Sur le plan visuel, le travail du directeur de la photographie, Tobias A. Schliessler (connu pour son travail sur Fences de Denzel Washington), est indéniablement une des grandes réussites du film. Les scènes se déroulant dans des entrepôts postaux encombrés, éclairés par des lumières tamisées, captent à la fois l’atmosphère oppressante du travail de ces femmes et l’humanité qui se dégage de leur solidarité. Cependant, cette réussite technique est trop souvent compromise par une mise en scène appuyée, où les ralentis émotionnels et les cadrages illustratifs alourdissent l’impact dramatique. Là où un cinéaste comme Ava DuVernay (avec Selma) aurait su mêler le personnel et le politique avec grâce, Perry tombe dans un excès de pathos à gerber qui finit par éclipser les véritables enjeux du récit.
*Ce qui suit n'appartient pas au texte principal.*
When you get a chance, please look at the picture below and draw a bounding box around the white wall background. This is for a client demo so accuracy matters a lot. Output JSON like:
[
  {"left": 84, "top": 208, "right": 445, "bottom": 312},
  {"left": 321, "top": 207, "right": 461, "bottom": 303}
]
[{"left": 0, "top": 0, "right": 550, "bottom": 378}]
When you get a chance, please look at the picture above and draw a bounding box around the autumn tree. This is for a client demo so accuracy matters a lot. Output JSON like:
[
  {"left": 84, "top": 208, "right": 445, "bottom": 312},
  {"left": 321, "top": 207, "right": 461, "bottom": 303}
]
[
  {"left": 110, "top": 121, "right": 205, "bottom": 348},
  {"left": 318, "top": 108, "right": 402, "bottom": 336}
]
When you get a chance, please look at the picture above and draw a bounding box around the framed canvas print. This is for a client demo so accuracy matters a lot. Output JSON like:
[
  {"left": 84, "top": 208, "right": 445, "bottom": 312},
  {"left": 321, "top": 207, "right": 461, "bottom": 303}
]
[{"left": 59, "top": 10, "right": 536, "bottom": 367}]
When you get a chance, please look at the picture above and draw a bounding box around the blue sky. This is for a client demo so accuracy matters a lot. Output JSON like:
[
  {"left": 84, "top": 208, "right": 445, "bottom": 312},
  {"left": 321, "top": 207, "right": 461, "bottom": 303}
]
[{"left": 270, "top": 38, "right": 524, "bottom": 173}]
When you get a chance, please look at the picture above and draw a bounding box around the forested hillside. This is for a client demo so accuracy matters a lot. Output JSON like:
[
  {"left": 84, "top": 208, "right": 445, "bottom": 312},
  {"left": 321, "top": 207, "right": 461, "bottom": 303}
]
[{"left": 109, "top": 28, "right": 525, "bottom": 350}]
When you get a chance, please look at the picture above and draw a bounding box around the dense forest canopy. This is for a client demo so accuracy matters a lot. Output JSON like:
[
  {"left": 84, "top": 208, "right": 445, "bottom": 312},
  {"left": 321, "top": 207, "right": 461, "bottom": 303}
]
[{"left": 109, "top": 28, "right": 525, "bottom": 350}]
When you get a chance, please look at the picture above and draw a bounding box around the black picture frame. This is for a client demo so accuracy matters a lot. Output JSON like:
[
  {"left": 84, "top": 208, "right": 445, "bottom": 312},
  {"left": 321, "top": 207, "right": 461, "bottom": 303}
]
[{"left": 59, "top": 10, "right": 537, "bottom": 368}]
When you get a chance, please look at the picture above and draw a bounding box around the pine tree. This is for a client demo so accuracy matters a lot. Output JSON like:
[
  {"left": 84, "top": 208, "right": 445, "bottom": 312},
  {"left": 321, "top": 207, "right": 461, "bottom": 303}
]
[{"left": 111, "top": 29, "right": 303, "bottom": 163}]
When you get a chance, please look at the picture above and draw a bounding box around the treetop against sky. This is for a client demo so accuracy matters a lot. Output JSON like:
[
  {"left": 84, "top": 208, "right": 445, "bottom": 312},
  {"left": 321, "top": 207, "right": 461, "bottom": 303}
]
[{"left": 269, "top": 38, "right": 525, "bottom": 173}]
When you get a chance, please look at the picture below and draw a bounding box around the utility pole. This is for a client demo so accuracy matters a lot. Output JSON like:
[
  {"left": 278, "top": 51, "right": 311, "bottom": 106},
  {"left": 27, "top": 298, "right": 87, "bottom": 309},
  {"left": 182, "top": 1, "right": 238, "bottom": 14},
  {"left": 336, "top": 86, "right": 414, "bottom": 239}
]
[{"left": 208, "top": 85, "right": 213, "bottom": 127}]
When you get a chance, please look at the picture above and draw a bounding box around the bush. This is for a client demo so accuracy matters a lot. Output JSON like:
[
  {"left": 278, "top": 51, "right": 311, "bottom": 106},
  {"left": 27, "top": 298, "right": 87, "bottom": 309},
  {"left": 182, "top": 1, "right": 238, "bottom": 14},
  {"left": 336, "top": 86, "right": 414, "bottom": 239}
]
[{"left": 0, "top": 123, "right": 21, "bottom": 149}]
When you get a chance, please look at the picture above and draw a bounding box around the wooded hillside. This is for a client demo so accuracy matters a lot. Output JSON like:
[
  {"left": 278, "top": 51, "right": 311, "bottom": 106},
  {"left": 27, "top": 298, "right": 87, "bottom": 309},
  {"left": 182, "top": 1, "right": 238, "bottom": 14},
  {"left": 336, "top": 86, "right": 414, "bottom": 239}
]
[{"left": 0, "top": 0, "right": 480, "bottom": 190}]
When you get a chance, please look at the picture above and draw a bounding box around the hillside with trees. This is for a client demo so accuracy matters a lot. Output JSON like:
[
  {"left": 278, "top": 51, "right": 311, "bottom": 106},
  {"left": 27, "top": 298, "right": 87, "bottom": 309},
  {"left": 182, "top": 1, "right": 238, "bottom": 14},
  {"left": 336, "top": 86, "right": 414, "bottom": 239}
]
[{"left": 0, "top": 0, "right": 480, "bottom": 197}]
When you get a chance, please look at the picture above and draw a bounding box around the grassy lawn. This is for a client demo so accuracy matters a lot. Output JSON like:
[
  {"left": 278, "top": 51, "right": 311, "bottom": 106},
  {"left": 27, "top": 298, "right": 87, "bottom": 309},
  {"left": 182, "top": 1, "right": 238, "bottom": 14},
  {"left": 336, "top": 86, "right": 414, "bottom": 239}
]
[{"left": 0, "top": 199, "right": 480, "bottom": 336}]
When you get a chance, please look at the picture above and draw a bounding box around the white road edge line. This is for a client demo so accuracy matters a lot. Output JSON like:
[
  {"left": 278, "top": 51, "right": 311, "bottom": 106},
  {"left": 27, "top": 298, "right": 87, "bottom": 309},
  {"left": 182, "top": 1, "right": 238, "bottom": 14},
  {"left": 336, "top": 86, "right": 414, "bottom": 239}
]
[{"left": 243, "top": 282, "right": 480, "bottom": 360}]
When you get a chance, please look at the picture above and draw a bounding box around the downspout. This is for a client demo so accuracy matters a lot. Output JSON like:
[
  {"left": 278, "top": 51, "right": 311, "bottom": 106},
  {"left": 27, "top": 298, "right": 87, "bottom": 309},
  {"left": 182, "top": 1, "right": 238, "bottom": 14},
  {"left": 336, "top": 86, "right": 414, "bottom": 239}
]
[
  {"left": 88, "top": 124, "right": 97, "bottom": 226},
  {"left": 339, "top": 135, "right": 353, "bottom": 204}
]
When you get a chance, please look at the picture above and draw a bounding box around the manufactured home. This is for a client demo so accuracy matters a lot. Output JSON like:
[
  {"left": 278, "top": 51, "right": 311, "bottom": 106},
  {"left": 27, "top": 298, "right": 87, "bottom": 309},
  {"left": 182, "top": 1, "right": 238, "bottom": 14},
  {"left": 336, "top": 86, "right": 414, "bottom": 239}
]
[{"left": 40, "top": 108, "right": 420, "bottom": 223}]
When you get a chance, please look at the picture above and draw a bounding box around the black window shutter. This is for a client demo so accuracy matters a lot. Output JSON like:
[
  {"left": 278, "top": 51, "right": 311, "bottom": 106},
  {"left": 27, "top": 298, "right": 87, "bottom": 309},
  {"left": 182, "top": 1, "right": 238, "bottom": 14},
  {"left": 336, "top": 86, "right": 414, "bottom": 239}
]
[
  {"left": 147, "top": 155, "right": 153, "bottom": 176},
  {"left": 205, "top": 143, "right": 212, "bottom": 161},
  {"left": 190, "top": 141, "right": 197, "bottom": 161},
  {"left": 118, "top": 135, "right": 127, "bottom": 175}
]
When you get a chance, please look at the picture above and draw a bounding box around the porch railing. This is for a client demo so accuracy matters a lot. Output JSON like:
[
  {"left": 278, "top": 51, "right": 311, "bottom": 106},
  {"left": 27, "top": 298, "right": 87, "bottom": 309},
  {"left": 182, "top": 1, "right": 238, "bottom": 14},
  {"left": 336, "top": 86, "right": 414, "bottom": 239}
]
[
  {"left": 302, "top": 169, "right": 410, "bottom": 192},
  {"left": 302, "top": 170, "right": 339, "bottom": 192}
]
Le jeu des actrices constitue un autre point de bascule. Bien que la distribution soit portée par des talents prometteurs tels que Taraji P. Henson et Aunjanue Ellis, leur performance est plombée par un script aux dialogues souvent artificiels et démonstratifs. On aurait pu espérer une exploration plus nuancée des dilemmes personnels et des discriminations systémiques auxquelles ces femmes faisaient face. Hélas, les arcs narratifs sont prévisibles, et l’ensemble manque de souffle. En somme, Messagères de la Guerre se situe dans une zone intermédiaire : un film avec des intentions nobles et quelques éclats visuels, mais qui reste à mi-chemin entre l’hommage sincère et la propagande woke maladroite. Pour ceux qui recherchent une œuvre véritablement poignante sur des figures marginalisées dans un contexte historique, on recommandera plutôt des films tels que Mudbound (2017) de Dee Rees, où l’émotion et l’Histoire s’entrelacent avec beaucoup plus de délicatesse, d’authenticité, et de... talents.